Un filo rosso che raccorda paranormale, miracoli, tradizione ed esoterismo alla vita della città e lo collega a ritualità perdute, ad antichi riti e ad un sottobosco insospettato dominato da aspetti parapsicologici e magici, in un contrasto fra superstizione medievale e moderno razionalismo di estrazione rinascimentale. Infine Firenze si è persino ritagliata un posto rilevante nell’ambito dei fenomeni legati al problema degli UFO.

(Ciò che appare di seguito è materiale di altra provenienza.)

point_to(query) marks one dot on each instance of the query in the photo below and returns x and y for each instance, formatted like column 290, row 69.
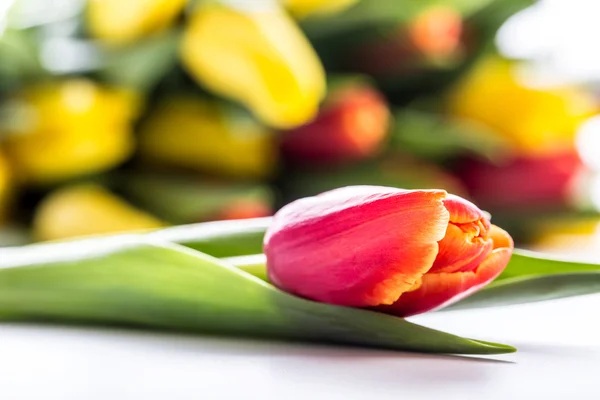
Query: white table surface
column 558, row 358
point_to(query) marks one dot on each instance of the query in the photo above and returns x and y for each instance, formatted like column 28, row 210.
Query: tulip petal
column 460, row 252
column 356, row 246
column 438, row 290
column 466, row 243
column 462, row 211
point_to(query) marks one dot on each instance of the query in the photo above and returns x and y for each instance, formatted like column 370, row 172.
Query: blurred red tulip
column 352, row 125
column 523, row 182
column 434, row 36
column 402, row 251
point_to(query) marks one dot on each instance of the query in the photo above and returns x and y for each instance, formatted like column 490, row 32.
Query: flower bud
column 403, row 252
column 352, row 125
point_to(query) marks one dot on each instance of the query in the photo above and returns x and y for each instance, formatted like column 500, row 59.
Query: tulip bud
column 208, row 136
column 432, row 39
column 303, row 8
column 535, row 121
column 402, row 251
column 352, row 125
column 86, row 210
column 524, row 182
column 68, row 129
column 258, row 57
column 121, row 22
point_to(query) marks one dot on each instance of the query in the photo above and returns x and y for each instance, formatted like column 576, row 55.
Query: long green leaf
column 529, row 277
column 532, row 277
column 129, row 280
column 219, row 239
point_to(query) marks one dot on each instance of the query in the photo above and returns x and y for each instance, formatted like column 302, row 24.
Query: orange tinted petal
column 462, row 211
column 500, row 237
column 438, row 290
column 460, row 251
column 355, row 246
column 465, row 244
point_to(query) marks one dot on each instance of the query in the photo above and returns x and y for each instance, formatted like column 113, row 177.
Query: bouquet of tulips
column 283, row 168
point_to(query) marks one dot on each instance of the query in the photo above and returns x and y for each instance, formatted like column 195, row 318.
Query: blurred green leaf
column 437, row 137
column 183, row 200
column 143, row 64
column 19, row 58
column 128, row 281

Vari Autori hanno messo a fuoco questo volto inedito della Città del Fiore tradizionalmente collegata alla mitica Atlantide, culla delle arti ma connotata dal leonino “Marzocco” perché nata sotto il segno di Marte e caratterizzata da una dimensione “altra” che in Italia si registra solo a Torino e Roma, anch’esse non certo a caso capitali d’Italia. Mai nessuno, però, si era cimentato in uno “stradario” fiorentino in chiave magico-insolita, indicante via per via, luogo per luogo, i siti di presenze o manifestazioni inquietanti. Dallo spettro di Byron nel Cimitero degli Inglesi di Piazza Donatello al criptico palindromo zodiacale nel Battistero, dalla comparsa di “dischi volanti” sullo Stadio Artemio Franchi nel 1954 alla miracolosa resurrezione di un bimbo francese dovuta a San Zanobi, dai fantasmi di Via Bolognese alle riunioni spiritiche del “Cerchio Firenze 77”.

Tutto questo ci è descritto con misura e coinvolgimento da Luigi Pruneti e Roberto Pinotti, indagatori d’eccezione nei meandri meno noti di una Firenze nascosta ma posta in tal modo alla portata di tutti.